Ollama-OCR for High-Precision OCR with Ollama
Bytefer

Bytefer @bytefer

About: 10 years of full-stack development experience, 8 years of technical writing experience, love new technologies, and love to share.

Joined:
Aug 7, 2022

Ollama-OCR for High-Precision OCR with Ollama

Publish Date: Nov 25 '24
158 17

Llama 3.2-Vision is a multimodal large language model available in 11B and 90B sizes, capable of processing both text and image inputs to generate text outputs. The model excels in visual recognition, image reasoning, image description, and answering image-related questions, outperforming existing open-source and closed-source multimodal models across multiple industry benchmarks.

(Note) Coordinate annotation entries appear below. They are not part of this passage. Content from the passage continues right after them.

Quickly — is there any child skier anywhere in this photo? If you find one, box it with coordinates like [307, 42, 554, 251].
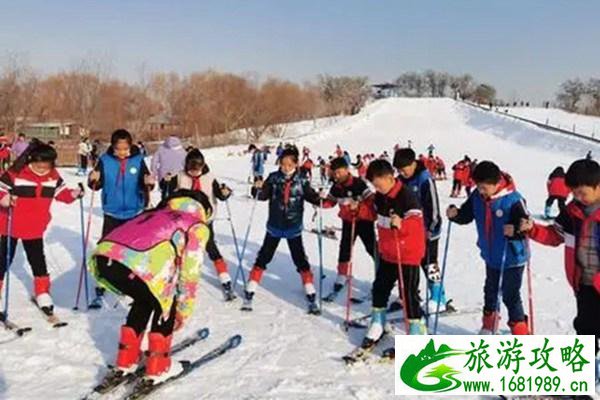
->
[446, 161, 529, 335]
[242, 147, 320, 314]
[150, 136, 186, 200]
[169, 149, 235, 301]
[544, 167, 571, 219]
[323, 157, 377, 301]
[394, 148, 454, 311]
[0, 141, 83, 316]
[300, 157, 314, 182]
[361, 160, 426, 350]
[251, 146, 267, 182]
[450, 156, 470, 197]
[89, 191, 212, 392]
[77, 138, 92, 176]
[88, 129, 154, 308]
[88, 129, 154, 236]
[0, 136, 10, 172]
[317, 157, 329, 186]
[520, 159, 600, 379]
[352, 154, 368, 179]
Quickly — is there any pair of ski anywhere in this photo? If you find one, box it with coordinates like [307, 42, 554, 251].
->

Find Your Best Next.js Starters

Find Awesome Shadcn

Llama 3.2-Vision Examples

Handwriting

llama3.2-vision-handwriting

Optical Character Recognition (OCR)

llama3.2-vision-ocr

In this article I will describe how to call the Llama 3.2-Vision 11B modeling service run by Ollama and implement image text recognition (OCR) functionality using Ollama-OCR.

Features of Ollama-OCR

🚀 High accuracy text recognition using Llama 3.2-Vision model
📝 Preserves original text formatting and structure
🖼️ Supports multiple image formats: JPG, JPEG, PNG
⚡️ Customizable recognition prompts and models
🔍 Markdown output format option
💪 Robust error handling

MacOS Vision OCR: Accurate and Fast OCR Tool for macOS

Installing Ollama

Before you can start using Llama 3.2-Vision, you need to install Ollama, a platform that supports running multimodal models locally. Follow the steps below to install it:

  1. Download Ollama: Visit the official Ollama website to download the installation package for your operating system. Download Ollama
  2. Install Ollama: Follow the prompts to complete the installation according to the downloaded installation package.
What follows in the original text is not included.